We are sad to announce the death of the esteemed author Markus Werner, who passed away over the weekend at his home in Schaffhausen.
Markus Werner was born in 1944 in Eschlikon, canton of Thurgau, in northeast Switzerland. He entered the University of Zürich in 1965, where he studied German, philosophy and psychology. In 1974 Werner completed a doctorate on Max Frisch, whose writing was to be an important influence upon Werner’s own. Werner then began work as a teacher and an assistant professor at a high school in Schaffhausen, but eventually dedicated himself exclusively to writing, and lived and wrote in Schaffhausen for the remainder of his life.
Markus Werner wrote seven novels between 1984 and 2004. Zündels Abgang (1984) was his first novel, later published by Dalkey Archive as Zündel’s Exit and translated by Michael Hoffman. Other English translations of Werner’s work include Am Hang (“On the Edge”), translated by Robert E. Goodwin and published by NYRB, and most recently Die kalte Schulter (Cold Shoulder), translated by Michael Hoffman and being published this month by Dalkey Archive.

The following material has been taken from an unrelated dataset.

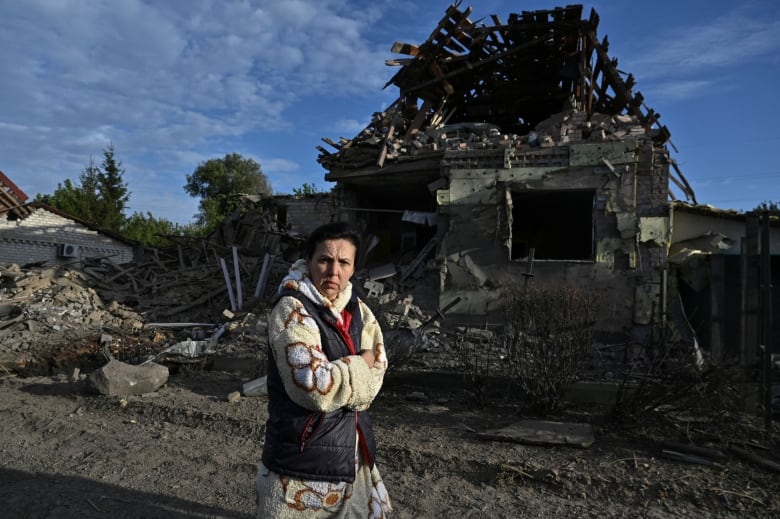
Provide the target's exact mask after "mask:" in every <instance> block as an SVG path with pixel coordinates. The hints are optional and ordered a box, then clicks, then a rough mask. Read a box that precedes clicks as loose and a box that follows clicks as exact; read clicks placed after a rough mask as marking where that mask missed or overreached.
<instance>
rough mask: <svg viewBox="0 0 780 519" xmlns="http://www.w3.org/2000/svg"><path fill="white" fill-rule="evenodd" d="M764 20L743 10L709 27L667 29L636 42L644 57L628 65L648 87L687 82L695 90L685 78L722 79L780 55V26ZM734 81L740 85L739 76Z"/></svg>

A week before Werner’s death, the Swiss national newspaper Tages-Anzeiger published an admiring review of Werner’s complete works:
“Anyone who has read a single novel by Markus Werner remembers the words of thunder with which his characters judge the world . . . Yet there is in the whole work of Markus Werner no excess, no misplaced or insignificant word. Werner writes in a style that exposes the exact terror of efficiency suffered by his characters, and his writing is deeply entangled with the world.”
Markus Werner will be missed in literature. Our thoughts go out to his family and friends at this time, in remembrance.